要点:
- アップルの第2四半期(1-3月期)のiPhone売上高は22%急増し、全体の増収を牽引しました。
- サービス部門も17%増と好調で、収益に大きく貢献しています。
- 強気な決算の一方で、実績PER35倍という高いバリュエーションは投資家にとって引き続き主要な懸念材料です。
要点:

アップル(NASDAQ: AAPL)は、3月28日に終了した第2四半期決算において、iPhoneの売上高が前年同期比22%増加したと発表しました。これは、成長鈍化が続いていたハイテク巨人にとって、復活の可能性を示唆するものです。
2四半期連続での2桁成長に貢献したこの力強い業績は、新技術の開拓よりも製品の洗練に焦点を当てるというアップルの戦略が、引き続き成果を上げていることを物語っています。
アップル株は年初来で約6%上昇しており、S&P 500種株価指数をわずかに下回っています。独自のAIを自社開発するのではなく、グーグルの「Gemini」などの外部AIソリューションを統合するという同社の決定は、ハイテク業界においてユニークかつ資本を抑えたアプローチとなっています。
四半期の総収益1,110億ドルのうち880億ドルを占めたiPhoneとサービス部門の成長は、同社の健全性を示す極めて重要な指標です。アルファベット(NASDAQ: GOOGL)などの他のハイテク大手がAIへの巨額の設備投資によって投資家から評価されている一方で、アップルはより慎重な姿勢をとっています。同社株は割高に取引されており、実績PER(株価収益率)は35倍に達しています。
このバリュエーションは、PayPal(NASDAQ: PYPL)などのフィンテック分野の競合他社が大きな逆風と株価下落に直面している中でも維持されています。Apple Payを含むアップルのサービス部門は、過去最高の309.76億ドルの収益を計上し、その支配力の高まりと既存の決済プロバイダーに対する競争上の圧力を浮き彫りにしました。

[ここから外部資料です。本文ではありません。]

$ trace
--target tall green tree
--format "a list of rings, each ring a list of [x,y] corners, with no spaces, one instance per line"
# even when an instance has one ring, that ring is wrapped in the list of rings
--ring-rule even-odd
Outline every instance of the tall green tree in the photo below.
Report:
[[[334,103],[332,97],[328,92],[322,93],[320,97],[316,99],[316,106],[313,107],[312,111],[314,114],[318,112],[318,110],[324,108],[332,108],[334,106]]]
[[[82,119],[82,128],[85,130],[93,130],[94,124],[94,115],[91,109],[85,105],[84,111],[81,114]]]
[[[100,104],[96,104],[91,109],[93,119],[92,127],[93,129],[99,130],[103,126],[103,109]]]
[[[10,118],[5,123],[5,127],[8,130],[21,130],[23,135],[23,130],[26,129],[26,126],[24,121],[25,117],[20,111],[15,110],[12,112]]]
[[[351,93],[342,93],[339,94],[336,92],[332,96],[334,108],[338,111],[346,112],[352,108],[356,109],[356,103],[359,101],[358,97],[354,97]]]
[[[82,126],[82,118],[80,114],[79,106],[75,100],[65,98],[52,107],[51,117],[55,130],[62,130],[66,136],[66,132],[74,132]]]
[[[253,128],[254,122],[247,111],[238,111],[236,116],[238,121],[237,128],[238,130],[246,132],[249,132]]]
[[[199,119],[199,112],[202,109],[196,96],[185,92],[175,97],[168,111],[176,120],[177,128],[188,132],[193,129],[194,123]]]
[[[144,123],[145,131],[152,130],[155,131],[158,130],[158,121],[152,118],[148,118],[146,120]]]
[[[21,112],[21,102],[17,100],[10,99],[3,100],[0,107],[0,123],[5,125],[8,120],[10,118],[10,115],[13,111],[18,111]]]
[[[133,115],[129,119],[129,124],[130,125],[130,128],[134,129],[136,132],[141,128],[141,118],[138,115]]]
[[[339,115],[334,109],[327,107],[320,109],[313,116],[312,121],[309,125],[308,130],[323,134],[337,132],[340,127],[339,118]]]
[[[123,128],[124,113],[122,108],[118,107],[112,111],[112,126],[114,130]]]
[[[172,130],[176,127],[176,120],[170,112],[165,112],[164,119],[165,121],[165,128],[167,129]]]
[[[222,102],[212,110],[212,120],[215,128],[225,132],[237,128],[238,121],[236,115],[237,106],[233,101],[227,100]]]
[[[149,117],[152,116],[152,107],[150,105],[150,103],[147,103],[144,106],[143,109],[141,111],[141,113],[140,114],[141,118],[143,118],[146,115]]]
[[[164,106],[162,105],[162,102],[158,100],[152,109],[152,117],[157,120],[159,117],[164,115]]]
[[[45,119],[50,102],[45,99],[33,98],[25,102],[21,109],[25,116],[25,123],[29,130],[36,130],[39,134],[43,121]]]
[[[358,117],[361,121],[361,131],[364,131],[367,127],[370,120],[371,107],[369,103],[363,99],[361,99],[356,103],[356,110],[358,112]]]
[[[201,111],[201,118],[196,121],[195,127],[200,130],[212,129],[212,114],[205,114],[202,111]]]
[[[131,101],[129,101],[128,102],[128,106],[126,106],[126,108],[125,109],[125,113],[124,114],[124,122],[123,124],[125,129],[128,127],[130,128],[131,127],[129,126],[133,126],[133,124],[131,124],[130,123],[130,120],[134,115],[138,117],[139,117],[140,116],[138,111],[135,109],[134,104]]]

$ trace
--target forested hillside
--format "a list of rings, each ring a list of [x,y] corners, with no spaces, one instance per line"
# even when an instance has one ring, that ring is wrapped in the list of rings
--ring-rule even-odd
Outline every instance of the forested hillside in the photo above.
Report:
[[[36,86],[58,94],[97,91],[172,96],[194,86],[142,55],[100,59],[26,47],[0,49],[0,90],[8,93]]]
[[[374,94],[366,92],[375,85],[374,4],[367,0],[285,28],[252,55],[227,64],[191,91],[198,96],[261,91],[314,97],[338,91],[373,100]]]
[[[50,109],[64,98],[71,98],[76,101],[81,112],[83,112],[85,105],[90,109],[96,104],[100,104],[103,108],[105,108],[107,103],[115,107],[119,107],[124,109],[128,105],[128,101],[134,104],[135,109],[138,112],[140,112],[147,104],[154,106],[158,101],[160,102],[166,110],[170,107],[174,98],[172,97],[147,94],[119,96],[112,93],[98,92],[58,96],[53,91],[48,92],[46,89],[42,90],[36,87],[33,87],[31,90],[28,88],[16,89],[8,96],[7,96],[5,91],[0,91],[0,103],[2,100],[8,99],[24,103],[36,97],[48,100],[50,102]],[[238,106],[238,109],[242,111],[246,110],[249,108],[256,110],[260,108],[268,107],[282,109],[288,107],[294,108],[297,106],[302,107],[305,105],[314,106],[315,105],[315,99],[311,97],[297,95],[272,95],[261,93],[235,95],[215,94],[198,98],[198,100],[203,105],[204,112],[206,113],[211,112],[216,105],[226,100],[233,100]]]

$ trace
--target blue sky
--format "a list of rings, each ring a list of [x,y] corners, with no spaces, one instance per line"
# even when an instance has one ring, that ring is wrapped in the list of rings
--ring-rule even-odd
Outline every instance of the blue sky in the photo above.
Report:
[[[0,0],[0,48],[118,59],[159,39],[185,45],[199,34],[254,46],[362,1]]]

アップルの戦略は、多額のAI投資に対して明確なリターンを示したことで株価が急騰したアルファベットとは対照的です。ベテランのハイテク投資家であるダン・ナイルズ氏は、市場が現在、AI支出に対する投下資本利益率(ROIC)に注目していると指摘しており、この指標はアップルのアウトソーシング戦略を長期的に評価する上で極めて重要になるでしょう。
好調な四半期決算はアップルが成長の勢いを取り戻していることを示唆していますが、高いバリュエーションを維持するには現在の軌道を維持する必要があります。投資家は、iPhoneとサービス部門の2桁成長を維持できるか、また統合されたAI機能が消費者にどのように受け入れられるかを確認するため、次回の決算報告を注視することになります。
本記事は情報提供のみを目的としており、投資勧誘を目的としたものではありません。